Bugfix for min-less: only add a constant piece at the end if we need to. New simulated data set in test-simulation.R which was crashing before the bugfix.
Bugfix in C++ Minimize function which sometimes returned infinite cost when the minimum is exactly on the interval border.
New test-simulation.R which previously was failing the run-time min-more check. Fixed by not adding an interval at the end of min-more, if we end on a degenerate linear function.
New H3K4me3_PGP_immune_chunk24 data set, one of the samples for which the PeakSegPDPA solution with 13 segments was not as likely as the PeakSegDP solution. I figured out that this was being caused by a bug in the "not equal on the sides, zero crossing points" code. When we compare the cost of the first interval (with min_log_mean at -Inf), we still use the cost at the middle, but now we compute the middle in the original space (so the smaller interval limit is at least 0, never -Inf).
Limited memory FPOP version at https://github.com/tdhock/PeakSegFPOP
To avoid root finding problems in large data sets, we now store the mean cost rather than total cost in the C++ code. The R functions still report the total cost.
PeakSegFPOPall C++ function which can start or end either up or down.
PeakSegFPOPLog C++ function forces starts and ends down. This is used by the R function PeakSegFPOP.
Bugfix in min_more computation for intersections between constant cost and degenerate linear cost.
Bugfix in decoding: we no longer call Minimize for segments other than the last one. Now we store the previous segment mean (which was already computed by the min-less/more operator). No more bool equality_constraint_active, instead test prev_seg_mean == INFINITY.

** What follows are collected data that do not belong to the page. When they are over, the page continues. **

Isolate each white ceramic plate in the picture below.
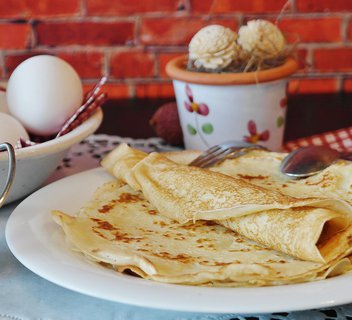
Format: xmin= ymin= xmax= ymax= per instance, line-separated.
xmin=5 ymin=168 xmax=352 ymax=314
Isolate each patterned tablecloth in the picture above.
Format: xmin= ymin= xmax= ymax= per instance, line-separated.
xmin=1 ymin=134 xmax=352 ymax=320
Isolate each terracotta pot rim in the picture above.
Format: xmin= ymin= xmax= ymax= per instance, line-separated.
xmin=166 ymin=55 xmax=299 ymax=85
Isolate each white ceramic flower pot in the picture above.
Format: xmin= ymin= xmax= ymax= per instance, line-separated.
xmin=166 ymin=56 xmax=298 ymax=151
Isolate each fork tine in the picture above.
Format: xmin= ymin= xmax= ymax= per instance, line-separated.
xmin=189 ymin=143 xmax=242 ymax=167
xmin=206 ymin=146 xmax=268 ymax=167
xmin=206 ymin=144 xmax=223 ymax=153
xmin=198 ymin=147 xmax=239 ymax=168
xmin=193 ymin=147 xmax=230 ymax=165
xmin=190 ymin=149 xmax=227 ymax=167
xmin=189 ymin=141 xmax=268 ymax=168
xmin=189 ymin=145 xmax=223 ymax=167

FPOP version of PeakSeg constrained, Poisson loss problem.
For numerical stability, the PeakSegPDPA intervals are in now the log space. That means if the data min is 0, then there will be an interval with -Inf for its lower limit. Smaller root finding is in the f(m)=Lineare^m+Logm+Constant space, and larger root finding is in the g(x)=Linearx+Loglog(x)+Constant space.
The Lambert W root finding method was numerically unstable, for example the roots of the cost function -628*x+log(x)-776.140660 could not be computed correctly since exp(-776) is exactly zero using doubles. Instead I implemented a bound-constrained Newton root finding method which seems to be more stable.
Some bugs fixed in the min env and min less computations.
First working C++ solver for Segment Neighborhood problem with Poisson Loss and PeakSeg constraint (PeakSegPDPA function).